30 juillet 2011

Insaisissables



Joyeux et furtifs...


Photo réalisée le 25 juillet 2011



Il y a peu de temps, j'ai eu une discussion avec une amie à propos de la photo du mois. Entre autres, nous sommes tombés d'accord sur le fait que le site a besoin d'un petit coup de frais, histoire de changer un peu de sujet pour mes textes... Alors ce mois-ci, j'ai eu envie de simplement vous partager une expérience que j'ai vécue voici deux semaines.

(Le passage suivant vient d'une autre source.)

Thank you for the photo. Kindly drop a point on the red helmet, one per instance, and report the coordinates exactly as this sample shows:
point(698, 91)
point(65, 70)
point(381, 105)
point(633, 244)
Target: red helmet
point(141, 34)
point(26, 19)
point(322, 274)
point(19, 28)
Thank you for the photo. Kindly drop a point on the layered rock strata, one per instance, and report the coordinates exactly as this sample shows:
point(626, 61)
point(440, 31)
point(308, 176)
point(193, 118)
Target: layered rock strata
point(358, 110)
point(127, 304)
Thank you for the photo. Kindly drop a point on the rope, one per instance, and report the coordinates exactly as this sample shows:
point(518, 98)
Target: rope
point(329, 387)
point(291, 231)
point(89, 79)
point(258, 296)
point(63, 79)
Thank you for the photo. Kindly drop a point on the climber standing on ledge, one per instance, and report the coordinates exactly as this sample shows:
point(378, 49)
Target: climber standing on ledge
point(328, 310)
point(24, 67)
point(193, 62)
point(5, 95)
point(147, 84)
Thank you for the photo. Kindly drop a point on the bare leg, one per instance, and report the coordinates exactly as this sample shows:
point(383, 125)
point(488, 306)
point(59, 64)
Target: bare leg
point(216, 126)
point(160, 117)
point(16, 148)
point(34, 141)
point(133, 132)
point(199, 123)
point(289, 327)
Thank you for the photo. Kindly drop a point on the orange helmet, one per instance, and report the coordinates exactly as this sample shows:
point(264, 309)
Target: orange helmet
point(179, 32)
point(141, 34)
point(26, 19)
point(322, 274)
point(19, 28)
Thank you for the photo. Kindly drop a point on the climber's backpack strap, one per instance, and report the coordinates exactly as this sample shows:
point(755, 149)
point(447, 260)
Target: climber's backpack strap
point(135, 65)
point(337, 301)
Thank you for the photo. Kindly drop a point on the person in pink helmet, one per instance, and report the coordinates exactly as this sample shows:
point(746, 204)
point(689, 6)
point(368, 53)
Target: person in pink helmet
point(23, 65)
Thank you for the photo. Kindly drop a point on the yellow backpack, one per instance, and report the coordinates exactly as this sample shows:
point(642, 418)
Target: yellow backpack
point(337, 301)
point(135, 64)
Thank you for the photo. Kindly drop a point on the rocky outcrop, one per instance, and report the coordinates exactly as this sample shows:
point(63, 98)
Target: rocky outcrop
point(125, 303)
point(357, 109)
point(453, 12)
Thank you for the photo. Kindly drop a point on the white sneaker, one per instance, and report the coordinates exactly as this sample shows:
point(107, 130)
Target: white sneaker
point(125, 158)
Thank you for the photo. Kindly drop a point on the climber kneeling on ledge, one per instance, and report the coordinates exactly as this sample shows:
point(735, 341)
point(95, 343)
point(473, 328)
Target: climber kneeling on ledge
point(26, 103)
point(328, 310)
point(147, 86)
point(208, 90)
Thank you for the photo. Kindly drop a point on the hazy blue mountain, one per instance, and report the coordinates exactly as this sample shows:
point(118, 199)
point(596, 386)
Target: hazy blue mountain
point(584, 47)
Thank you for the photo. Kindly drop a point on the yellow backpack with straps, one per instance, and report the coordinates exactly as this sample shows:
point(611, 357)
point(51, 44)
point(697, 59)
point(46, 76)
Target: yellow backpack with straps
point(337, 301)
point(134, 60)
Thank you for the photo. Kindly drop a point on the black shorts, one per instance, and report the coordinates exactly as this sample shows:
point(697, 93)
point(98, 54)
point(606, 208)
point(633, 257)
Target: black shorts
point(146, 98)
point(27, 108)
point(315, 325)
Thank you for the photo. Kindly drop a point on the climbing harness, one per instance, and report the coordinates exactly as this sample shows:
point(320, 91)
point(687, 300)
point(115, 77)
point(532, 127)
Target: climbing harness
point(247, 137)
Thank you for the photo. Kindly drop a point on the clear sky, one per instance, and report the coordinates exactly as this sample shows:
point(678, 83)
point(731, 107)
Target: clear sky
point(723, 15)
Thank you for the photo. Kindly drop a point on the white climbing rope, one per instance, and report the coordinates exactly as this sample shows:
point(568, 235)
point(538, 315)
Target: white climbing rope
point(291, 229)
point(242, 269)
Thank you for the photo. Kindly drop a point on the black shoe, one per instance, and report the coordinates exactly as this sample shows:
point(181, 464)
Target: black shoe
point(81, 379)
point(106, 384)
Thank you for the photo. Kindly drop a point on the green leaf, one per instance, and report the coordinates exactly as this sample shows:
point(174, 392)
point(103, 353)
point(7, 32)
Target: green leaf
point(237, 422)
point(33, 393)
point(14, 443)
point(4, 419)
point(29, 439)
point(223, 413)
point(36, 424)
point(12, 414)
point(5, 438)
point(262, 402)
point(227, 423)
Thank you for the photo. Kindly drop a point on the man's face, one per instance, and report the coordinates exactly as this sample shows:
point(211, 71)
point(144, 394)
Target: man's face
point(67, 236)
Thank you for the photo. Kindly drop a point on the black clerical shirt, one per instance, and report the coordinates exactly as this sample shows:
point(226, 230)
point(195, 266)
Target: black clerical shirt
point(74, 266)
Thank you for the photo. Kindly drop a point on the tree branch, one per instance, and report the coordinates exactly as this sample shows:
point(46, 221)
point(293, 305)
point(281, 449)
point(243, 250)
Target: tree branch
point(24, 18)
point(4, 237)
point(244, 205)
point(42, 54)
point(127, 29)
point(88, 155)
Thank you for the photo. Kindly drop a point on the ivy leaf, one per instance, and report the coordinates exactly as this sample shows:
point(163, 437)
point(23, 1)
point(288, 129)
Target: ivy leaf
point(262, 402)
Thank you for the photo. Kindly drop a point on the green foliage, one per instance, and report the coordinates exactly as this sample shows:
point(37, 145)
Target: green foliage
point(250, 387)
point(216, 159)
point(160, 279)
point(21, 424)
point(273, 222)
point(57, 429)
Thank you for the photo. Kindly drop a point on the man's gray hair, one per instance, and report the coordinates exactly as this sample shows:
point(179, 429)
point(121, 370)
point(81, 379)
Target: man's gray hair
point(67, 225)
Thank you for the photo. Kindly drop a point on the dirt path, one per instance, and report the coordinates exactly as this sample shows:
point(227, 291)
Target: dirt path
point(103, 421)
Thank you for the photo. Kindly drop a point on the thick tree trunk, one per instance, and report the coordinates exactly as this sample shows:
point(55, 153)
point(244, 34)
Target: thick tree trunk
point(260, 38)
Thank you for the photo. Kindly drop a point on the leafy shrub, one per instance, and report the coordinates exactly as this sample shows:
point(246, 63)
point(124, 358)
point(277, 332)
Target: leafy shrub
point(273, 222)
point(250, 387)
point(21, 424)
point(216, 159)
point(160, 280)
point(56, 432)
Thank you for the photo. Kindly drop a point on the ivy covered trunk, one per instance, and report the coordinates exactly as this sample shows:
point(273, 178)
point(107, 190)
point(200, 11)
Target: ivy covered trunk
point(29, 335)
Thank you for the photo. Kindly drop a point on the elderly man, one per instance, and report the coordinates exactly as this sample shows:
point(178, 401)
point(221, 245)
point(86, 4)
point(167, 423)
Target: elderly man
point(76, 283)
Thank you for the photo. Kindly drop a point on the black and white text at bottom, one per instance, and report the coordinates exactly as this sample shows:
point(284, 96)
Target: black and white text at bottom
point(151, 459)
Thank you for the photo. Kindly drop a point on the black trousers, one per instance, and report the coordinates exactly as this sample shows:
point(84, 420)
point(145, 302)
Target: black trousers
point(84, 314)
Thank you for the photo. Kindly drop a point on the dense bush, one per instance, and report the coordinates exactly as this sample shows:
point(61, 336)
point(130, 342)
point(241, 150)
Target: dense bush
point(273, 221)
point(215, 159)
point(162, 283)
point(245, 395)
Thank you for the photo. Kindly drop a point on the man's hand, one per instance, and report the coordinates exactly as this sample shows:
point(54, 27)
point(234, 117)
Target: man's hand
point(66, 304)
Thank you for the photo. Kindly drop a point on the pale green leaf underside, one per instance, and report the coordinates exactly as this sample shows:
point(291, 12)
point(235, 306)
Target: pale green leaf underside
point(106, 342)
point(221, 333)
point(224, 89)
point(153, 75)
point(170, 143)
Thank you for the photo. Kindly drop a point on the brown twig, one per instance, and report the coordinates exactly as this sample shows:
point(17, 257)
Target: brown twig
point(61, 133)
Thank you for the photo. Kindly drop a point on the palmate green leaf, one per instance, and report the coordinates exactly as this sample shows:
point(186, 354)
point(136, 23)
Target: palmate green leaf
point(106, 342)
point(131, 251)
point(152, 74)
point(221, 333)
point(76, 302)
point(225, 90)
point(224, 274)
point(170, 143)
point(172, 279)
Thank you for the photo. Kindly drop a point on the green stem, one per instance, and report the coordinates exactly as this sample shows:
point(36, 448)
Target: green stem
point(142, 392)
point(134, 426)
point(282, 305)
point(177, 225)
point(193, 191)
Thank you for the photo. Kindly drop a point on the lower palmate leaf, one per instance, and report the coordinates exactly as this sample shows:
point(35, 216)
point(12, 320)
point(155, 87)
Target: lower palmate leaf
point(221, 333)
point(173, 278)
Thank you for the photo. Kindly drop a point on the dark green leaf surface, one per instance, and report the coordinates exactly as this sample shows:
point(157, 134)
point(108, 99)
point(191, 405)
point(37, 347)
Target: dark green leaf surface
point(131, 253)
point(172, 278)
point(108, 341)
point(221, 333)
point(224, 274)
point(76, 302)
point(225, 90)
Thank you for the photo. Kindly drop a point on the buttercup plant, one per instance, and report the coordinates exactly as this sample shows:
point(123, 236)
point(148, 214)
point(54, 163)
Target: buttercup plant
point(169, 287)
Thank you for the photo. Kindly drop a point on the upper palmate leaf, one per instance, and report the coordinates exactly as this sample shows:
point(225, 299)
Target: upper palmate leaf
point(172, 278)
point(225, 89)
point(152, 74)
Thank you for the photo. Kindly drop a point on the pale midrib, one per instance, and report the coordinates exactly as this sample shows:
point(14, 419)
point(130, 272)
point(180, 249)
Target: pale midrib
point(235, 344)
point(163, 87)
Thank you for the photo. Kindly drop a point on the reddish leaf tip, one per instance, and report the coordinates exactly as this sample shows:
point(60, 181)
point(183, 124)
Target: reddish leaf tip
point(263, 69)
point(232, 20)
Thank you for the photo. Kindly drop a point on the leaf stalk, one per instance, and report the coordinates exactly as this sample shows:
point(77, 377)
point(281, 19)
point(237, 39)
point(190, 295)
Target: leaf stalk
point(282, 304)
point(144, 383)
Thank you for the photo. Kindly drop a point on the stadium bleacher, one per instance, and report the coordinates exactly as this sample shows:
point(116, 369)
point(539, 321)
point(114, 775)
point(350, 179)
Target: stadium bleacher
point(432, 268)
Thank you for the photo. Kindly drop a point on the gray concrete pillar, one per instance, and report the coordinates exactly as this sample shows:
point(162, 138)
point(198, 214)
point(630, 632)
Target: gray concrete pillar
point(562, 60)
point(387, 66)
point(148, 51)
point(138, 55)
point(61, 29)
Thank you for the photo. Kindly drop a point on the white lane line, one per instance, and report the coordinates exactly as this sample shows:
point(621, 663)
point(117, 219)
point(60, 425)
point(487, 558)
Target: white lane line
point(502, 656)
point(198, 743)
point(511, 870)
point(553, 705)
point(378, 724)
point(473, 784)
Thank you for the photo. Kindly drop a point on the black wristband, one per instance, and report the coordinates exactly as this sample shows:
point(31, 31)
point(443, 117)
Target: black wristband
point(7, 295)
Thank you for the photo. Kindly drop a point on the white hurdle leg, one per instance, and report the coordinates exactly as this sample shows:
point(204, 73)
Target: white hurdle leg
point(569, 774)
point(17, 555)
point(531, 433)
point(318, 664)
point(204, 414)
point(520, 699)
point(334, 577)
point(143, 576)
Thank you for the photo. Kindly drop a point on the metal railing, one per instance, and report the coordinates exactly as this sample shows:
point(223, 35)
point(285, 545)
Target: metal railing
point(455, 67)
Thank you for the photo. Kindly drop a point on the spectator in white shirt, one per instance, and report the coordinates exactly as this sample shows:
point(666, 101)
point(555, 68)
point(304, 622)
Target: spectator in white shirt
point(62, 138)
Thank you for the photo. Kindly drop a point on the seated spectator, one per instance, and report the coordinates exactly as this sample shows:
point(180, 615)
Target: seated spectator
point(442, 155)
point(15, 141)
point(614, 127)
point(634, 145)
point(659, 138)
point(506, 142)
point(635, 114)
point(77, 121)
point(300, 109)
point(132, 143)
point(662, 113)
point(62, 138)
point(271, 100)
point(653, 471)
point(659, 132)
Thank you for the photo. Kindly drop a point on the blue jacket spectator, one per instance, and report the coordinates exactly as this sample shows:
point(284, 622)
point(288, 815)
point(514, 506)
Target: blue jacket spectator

Un ami fêtait ses 90 ans dans la cour du château de Payerne, un magnifique endroit, par ailleurs. Un somptueux buffet était servi, des dizaines de personnes encadraient mon ami. Grand mélomane, il avait invité une fanfare et le choeur au sein duquel il eut tant chanté, et tant aimé y chanter. Vous imaginez donc le ramdam que tout ce petit rassemblement pouvait créer, entouré des grandes enceintes de la cour. Eh bien, figurez-vous que ce château est connu pour abriter tout une famille de martinets, et que ce jour-là ils s'en sont donnés à coeur joie pour nous accompagner avec leurs cris et leur voltige majestueuse, un véritable spectacle de danse artistique. Lancés à près de 140 km/h, ils ne ralentissaient jamais! D'une précision folle, ils regagnaient leur nid perché sous les toits sans la moindre hésitation, et sans vraiment modifier leur allure. Ces spécialistes de la voltige nous ont tous impressionnés. Nullement dérangés par nos musiques et nos rires, ils ont au contraire pleinement participé à la fête, c'était merveilleux.




Et puis, intrigué, je me suis rendu à nouveau dans cette fameuse cour, un soir découvert, mais cette fois seul. Un peu déçu, j'ai cru qu'ils n'étaient plus là. J'avais pris mon appareil photo dans l'espoir d'en capturer peut-être un ou deux. J'allais remballer mon matériel quand quelqu'un passa dans la rue en sifflant. Et là, quelques petits piaillements se sont réveillés, timides mais réels malgré tout! J'ai immédiatement enchaîné le pas au siffleur, reprenant de plus belle la mélodie de L'hymne à l'amour de Piaf. Ce fut l'élément déclencheur: un puis deux, puis dix martinets se sont retrouvés dans les airs, ce fut bientôt tout le groupe qui était sorti, tous chantaient, sifflaient, s'élançaient du toit en prenant une vitesse incroyable en quelques secondes. Un ballet aérien se déroulait tout autour de moi, je n'avais qu'à siffler de temps à autre pour piquer leur curiosité, ils venaient tous à tour de rôle nous frôler, moi et mon appareil. A environ 140 km/h, les corps taillés pour la vitesse fusaient de toutes parts, dans un bruit de flèche que l'on tire d'un arc très puissant.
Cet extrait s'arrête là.